Wenn die Anwendung im Zustand Loading
ist, sind weder Daten noch ein Fehler vorhanden.
Wenn die Anwendung im Zustand Failure
ist, ist immer genau ein Fehler vorhanden.
Wenn die Anwendung im Zustand Success
ist, ist eine Liste von geladenen Daten vorhanden.
Diese veränderte Form der Datentypen hat einen weiteren Vorteil.
Wenn wir auf die Daten in Form der List Item
zugreifen möchten, müssen wir zuvor Pattern Matching auf den Datentyp Data
durchführen.
Das heißt, wir müssen explizit überprüfen, in welchem der Fälle wir uns befinden.

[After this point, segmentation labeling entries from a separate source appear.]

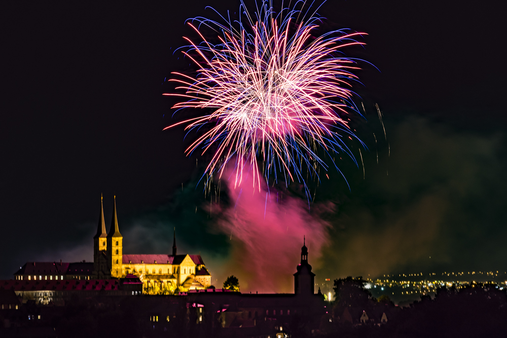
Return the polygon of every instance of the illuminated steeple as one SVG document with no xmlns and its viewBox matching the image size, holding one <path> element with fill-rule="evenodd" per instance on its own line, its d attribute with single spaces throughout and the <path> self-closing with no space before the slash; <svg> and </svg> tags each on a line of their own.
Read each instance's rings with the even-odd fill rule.
<svg viewBox="0 0 507 338">
<path fill-rule="evenodd" d="M 111 228 L 107 234 L 108 237 L 122 237 L 118 229 L 118 218 L 116 215 L 116 196 L 115 196 L 115 204 L 113 209 L 113 219 L 111 220 Z"/>
<path fill-rule="evenodd" d="M 123 263 L 123 236 L 120 233 L 118 229 L 118 218 L 116 215 L 116 196 L 115 196 L 115 204 L 113 209 L 113 219 L 111 220 L 111 228 L 107 234 L 107 248 L 106 250 L 106 260 L 107 269 L 110 270 L 112 277 L 119 278 L 122 277 Z"/>
<path fill-rule="evenodd" d="M 176 255 L 176 228 L 174 228 L 174 239 L 172 241 L 172 255 Z"/>
</svg>

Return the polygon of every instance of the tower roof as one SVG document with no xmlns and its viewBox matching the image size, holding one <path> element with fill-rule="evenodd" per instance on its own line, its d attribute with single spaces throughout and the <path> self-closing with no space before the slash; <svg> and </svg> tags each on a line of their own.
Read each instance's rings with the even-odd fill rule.
<svg viewBox="0 0 507 338">
<path fill-rule="evenodd" d="M 116 216 L 116 196 L 115 196 L 115 204 L 113 209 L 113 219 L 111 220 L 111 228 L 107 234 L 108 237 L 122 237 L 118 229 L 118 218 Z"/>
<path fill-rule="evenodd" d="M 105 221 L 104 220 L 104 205 L 102 203 L 102 195 L 100 195 L 100 214 L 98 216 L 98 226 L 97 227 L 97 234 L 94 238 L 106 237 L 107 233 L 105 231 Z"/>
<path fill-rule="evenodd" d="M 306 247 L 306 237 L 303 237 L 303 247 L 301 248 L 301 254 L 307 255 L 308 254 L 308 248 Z"/>
</svg>

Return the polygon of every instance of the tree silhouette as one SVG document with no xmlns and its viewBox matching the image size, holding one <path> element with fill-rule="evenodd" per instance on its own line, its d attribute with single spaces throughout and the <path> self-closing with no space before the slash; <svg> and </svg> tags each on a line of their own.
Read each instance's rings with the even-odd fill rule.
<svg viewBox="0 0 507 338">
<path fill-rule="evenodd" d="M 224 282 L 224 288 L 232 291 L 239 291 L 239 281 L 233 275 L 231 275 Z"/>
</svg>

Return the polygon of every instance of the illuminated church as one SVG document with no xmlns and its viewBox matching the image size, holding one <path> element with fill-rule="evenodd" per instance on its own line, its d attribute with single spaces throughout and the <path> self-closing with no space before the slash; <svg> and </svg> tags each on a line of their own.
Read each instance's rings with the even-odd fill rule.
<svg viewBox="0 0 507 338">
<path fill-rule="evenodd" d="M 93 237 L 92 278 L 121 278 L 132 274 L 139 277 L 144 287 L 172 290 L 205 289 L 211 285 L 211 276 L 200 255 L 177 254 L 175 230 L 172 254 L 125 254 L 123 241 L 116 197 L 111 227 L 107 233 L 101 199 L 98 226 Z"/>
</svg>

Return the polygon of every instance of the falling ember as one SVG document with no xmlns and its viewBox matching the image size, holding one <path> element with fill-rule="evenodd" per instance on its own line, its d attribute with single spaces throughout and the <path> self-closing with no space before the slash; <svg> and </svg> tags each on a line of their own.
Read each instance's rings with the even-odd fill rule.
<svg viewBox="0 0 507 338">
<path fill-rule="evenodd" d="M 306 187 L 305 171 L 314 177 L 320 167 L 329 169 L 319 149 L 330 157 L 345 153 L 356 163 L 344 136 L 364 144 L 343 116 L 362 116 L 352 91 L 358 80 L 352 72 L 359 68 L 343 50 L 364 45 L 355 39 L 365 33 L 340 29 L 319 34 L 323 18 L 303 10 L 301 3 L 276 13 L 265 0 L 251 15 L 242 1 L 236 20 L 188 20 L 200 41 L 185 37 L 190 45 L 183 53 L 197 65 L 197 75 L 173 72 L 176 78 L 169 81 L 185 92 L 164 95 L 185 100 L 174 108 L 211 112 L 165 129 L 184 124 L 200 133 L 186 152 L 210 153 L 207 177 L 218 173 L 220 179 L 232 162 L 236 185 L 246 168 L 258 189 L 261 178 L 270 178 Z M 214 30 L 216 42 L 205 38 L 201 29 Z"/>
</svg>

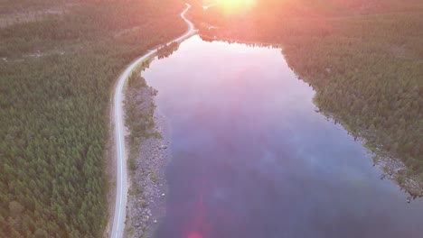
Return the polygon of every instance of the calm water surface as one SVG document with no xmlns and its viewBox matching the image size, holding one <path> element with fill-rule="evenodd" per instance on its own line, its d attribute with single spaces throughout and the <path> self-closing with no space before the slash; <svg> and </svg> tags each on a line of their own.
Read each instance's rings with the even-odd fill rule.
<svg viewBox="0 0 423 238">
<path fill-rule="evenodd" d="M 278 49 L 185 41 L 144 77 L 169 120 L 156 237 L 423 237 L 423 202 L 316 113 Z"/>
</svg>

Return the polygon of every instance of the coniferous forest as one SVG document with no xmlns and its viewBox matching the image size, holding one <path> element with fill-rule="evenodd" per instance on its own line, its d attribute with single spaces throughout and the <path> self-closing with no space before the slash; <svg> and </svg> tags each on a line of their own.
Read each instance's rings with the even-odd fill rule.
<svg viewBox="0 0 423 238">
<path fill-rule="evenodd" d="M 0 237 L 101 236 L 112 86 L 125 65 L 183 32 L 183 3 L 0 6 Z"/>
<path fill-rule="evenodd" d="M 423 185 L 423 3 L 256 2 L 242 14 L 198 7 L 191 17 L 204 38 L 280 45 L 321 112 L 365 139 L 376 160 L 401 160 L 400 185 L 409 176 Z"/>
</svg>

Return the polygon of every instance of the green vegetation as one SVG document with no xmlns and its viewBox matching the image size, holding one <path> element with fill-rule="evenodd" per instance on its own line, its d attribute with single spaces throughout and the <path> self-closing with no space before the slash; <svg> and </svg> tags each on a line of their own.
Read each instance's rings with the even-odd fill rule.
<svg viewBox="0 0 423 238">
<path fill-rule="evenodd" d="M 322 112 L 423 182 L 423 3 L 257 2 L 243 15 L 197 7 L 191 17 L 203 36 L 281 44 Z"/>
<path fill-rule="evenodd" d="M 143 62 L 142 66 L 145 65 Z M 129 131 L 128 164 L 132 172 L 136 170 L 136 156 L 141 142 L 158 133 L 155 130 L 155 105 L 153 102 L 153 96 L 157 91 L 146 85 L 146 79 L 140 75 L 143 69 L 142 67 L 129 76 L 125 92 L 125 124 Z"/>
<path fill-rule="evenodd" d="M 52 1 L 0 5 L 12 2 L 31 11 Z M 0 29 L 0 237 L 101 235 L 112 85 L 185 29 L 174 0 L 66 3 Z"/>
</svg>

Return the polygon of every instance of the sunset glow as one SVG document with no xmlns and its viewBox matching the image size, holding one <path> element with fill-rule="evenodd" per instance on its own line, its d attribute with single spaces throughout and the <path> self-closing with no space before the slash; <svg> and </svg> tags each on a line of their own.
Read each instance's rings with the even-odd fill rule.
<svg viewBox="0 0 423 238">
<path fill-rule="evenodd" d="M 255 0 L 215 0 L 216 6 L 229 14 L 241 14 L 251 9 L 255 4 Z"/>
</svg>

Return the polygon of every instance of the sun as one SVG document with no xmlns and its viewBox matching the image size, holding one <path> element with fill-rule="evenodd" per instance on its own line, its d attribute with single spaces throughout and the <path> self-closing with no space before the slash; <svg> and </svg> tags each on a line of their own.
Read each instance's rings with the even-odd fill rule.
<svg viewBox="0 0 423 238">
<path fill-rule="evenodd" d="M 223 13 L 236 14 L 251 9 L 256 0 L 214 0 L 214 4 Z"/>
</svg>

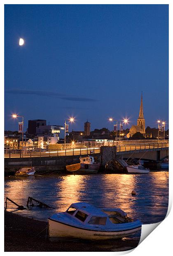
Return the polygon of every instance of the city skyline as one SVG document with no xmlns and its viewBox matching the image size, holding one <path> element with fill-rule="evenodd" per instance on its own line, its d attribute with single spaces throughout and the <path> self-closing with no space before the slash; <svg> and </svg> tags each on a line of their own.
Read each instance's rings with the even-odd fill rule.
<svg viewBox="0 0 173 256">
<path fill-rule="evenodd" d="M 70 130 L 136 124 L 168 128 L 168 5 L 5 6 L 5 130 L 11 115 Z M 39 21 L 42 20 L 42 22 Z M 19 45 L 20 38 L 23 45 Z"/>
</svg>

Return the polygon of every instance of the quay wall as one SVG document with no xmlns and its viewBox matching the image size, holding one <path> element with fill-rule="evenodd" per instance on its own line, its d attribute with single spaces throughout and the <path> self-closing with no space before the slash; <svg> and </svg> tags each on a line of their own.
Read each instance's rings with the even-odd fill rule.
<svg viewBox="0 0 173 256">
<path fill-rule="evenodd" d="M 96 160 L 103 165 L 117 157 L 123 158 L 143 158 L 153 160 L 161 160 L 168 156 L 168 148 L 161 148 L 135 151 L 117 152 L 116 146 L 102 146 L 101 154 L 92 154 Z M 87 155 L 83 155 L 86 156 Z M 20 167 L 38 166 L 42 170 L 62 171 L 65 170 L 65 166 L 79 163 L 80 155 L 62 156 L 46 156 L 42 157 L 11 158 L 5 159 L 6 171 L 16 171 Z"/>
<path fill-rule="evenodd" d="M 97 159 L 100 154 L 92 154 Z M 82 155 L 82 156 L 87 155 Z M 20 167 L 34 166 L 39 170 L 45 171 L 62 171 L 65 170 L 65 166 L 79 163 L 79 155 L 44 157 L 25 157 L 5 158 L 4 166 L 6 171 L 16 171 Z"/>
</svg>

In der ursprünglichen Modellierung können Entwickler*innen auf das Feld items
direkt zugreifen und damit ggf. vergessen, zu überprüfen, wie der Zustand der Anwendung ist.
Dieser Aspekt wird auch in dem Blogartikel How Elm Slays a UI Antipattern von Kris Jenkins hervorgehoben.
Dort wird illustriert, dass die ursprüngliche Modellierung des Datentyps zu einem verbreiteten Fehler in Anwendungen führt, bei dem Daten bereits angezeigt werden, obwohl die Anwendung sich noch im Ladezustand befindet.
Es gibt noch eine Vielzahl von anderen Beispielen für das Konzept Making Impossible States Impossible etwa die Modellierung von zwei Dropdows zur Wahl einer Stadt in einem Land oder die Modellierung von Kontaktbucheinträgen. Unter diesen Slogan oder dem Slogan Make Illegal States Unrepresentable lassen sich auch Beispiele in anderen Programmiersprachen finden.